Looking back to those days of old, ere the gate shut to behind me, I can see now that to children with a proper equipment of parents these things would have worn a different aspect. But to those whose nearest were aunts and uncles, a special attitude of mind may be allowed. They treated us, indeed, with kindness enough as to the needs of the flesh, but after that with indifference (an indifference, as I recognise, the result of a certain stupidity), and therewith the commonplace conviction that your child is merely animal. … These elders, our betters by a trick of chance, commanded no respect, but only a certain blend of envy—of their good luck—and pity—for their inability to make use of it. Indeed, it was one of the most hopeless features in their character (when we troubled ourselves to waste a thought on them: which wasn’t often) that, having absolute licence to indulge in the pleasures of life, they could get no good of it.

From the opening paragraph of The Golden Age

The stories are delightfully and really evoke a long gone period in mid-Victorian England, as well as harvest time depicted above they encounter mounted soldiers in one of the lanes all dressed up in regimental finery with red jackets and plume helmets so very different to the modern military. There are stories of Charlotte, the youngest girl, playing with her dolls and telling them off for misbehaving, the three boys are always in and out of the river or exploring the woods or generally being where and doing what they shouldn’t be, often in the company of Charlotte if not her elder sister Selina. The relatives the children were staying with were clearly quite well off, the house appears to be quite large and there are servants hence the opportunity for them to enjoy their childhood despite regular complaints about having to do schoolwork. For those wondering ‘dreeing his weird’ is a Scottish expression meaning to accept your fate, so clearly Harold had ended up with a tummy ache after all that raw turnip but had recognised that his illness was entirely his own fault so wasn’t complaining about it. None of Grahame’s actual brothers and sisters match the names of the children in the book or its sequel ‘Dream Days’ where Charlotte appears again in the short story ‘The Reluctant Dragon’ which of all of Grahame’s short stories is easily the best known although the rest of ‘Dream Days’ doesn’t really live up to this gentle fantasy.

The illustrations by Ernest H Shepherd are as charming as you would expect from this master of book illustration but for me the real joy in the book are his silhouettes, they are just so beautifully done and as can be seen above sometimes continue across a double page spread. The children are enjoying some ginger beer purchased with the reward for Edward being steadfast under the dentists attention and having a tooth removed that morning. The misunderstanding as to what corked wine meant with the subsequent worry about expanding pieces of cork being dangerous inside you is quite funny and behind Selina can be seen one of the children’s rabbits chosen as the “most self-respecting of the rabbits … let loose to grace the feast”.
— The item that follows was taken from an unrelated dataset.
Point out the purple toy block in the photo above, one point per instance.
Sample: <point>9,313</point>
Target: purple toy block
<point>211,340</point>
The book is still easily available and as far as I can tell has never gone out of print in the 125 years since it was first published, maybe not very well known now but still worth searching out. I’ll leave the last word however to Kenneth Grahame himself.

Well! The Olympians are all past and gone. Somehow the sun does not seem to shine so brightly as it used; the trackless meadows of old time have shrunk and dwindled away to a few poor acres. A saddening doubt, a dull suspicion, creeps over me. Et in Arcadia ego—I certainly did once inhabit Arcady. Can it be that I also have become an Olympian?